Writers’ obligations are often cited with matters of political correctness (more on this term in a later post). I have personally seen it come up in the following: writers have a responsibility not to write racist characters, publishers should not publish books with racist characters, readers should not read books with racist rhetoric. Likewise I have heard a debate of whether white writers should write characters of color – the list goes on.
Racism, sexism, and any other form of discrimination based on arbitrary external features that have little to do with a person’s inner character are horrible. Make no mistake, this is not an article condoning prejudice in any way.

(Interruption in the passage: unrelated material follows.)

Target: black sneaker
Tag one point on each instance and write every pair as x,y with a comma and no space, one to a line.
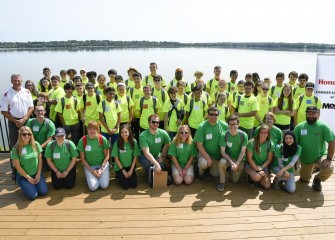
250,181
317,185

That said, I believe a writer has the obligation to ignore all issues I mentioned in the preceding paragraph. Write racism – write sexism – write every horrific thing that exists in the world today: only write it well. Writing a thoughtful, well-constructed narrative that captures truth is the sole obligation of the writer. We should never be concerned that our writing will upset anyone. Let me elaborate:
Lessons can be learned in many ways. Some people are visual learners – they learn with the aid of images and the spatial organization of elements on a page. Some people are auditory – they need only hear something once and they’ll process and remember it. Still others are kinesthetic: these people learn best when they’re moving, putting their whole body into the exercise. The last group of learners I want to mention learn through reading/writing. That one is self-explanatory.
This means that, for some people, reading To Kill a Mockingbird will do more to inform them of racism/inequality than listing to all the speeches of Martin Luther King Jr. and Malcolm X combined. To Kill a Mockingbird – a book written by a white woman.
Many books teach lessons, and this isn’t confined to nonfiction. To Kill a Mockingbird is a prime example of fiction being used to teach a real lesson. By presenting a real world issue in a fictional story, Harper Lee entertains as she enlightens. Yet To Kill a Mockingbird is only one example – one that is not subtle at all.
Lolita by Vladimir Nabokov is a tougher animal. For those that don’t know, this book is about a child molester who stalks and sexually abuses a young girl. This child molester is the protagonist – the whole book is told only through his perspective. He is in constant defense of his abominable actions and, until the end, never shows a shred of remorse.
Reading Lolita is not an enjoyable experience, but it is a powerful one. It drags its reader down a rabbit hole of horror until the very end, humanizing arguably the most type of person on the planet. Yet, despite the lack of heroic figure or a flatly stated lesson, the reader never once vindicates Humbert Humbert (the protagonist)’s actions.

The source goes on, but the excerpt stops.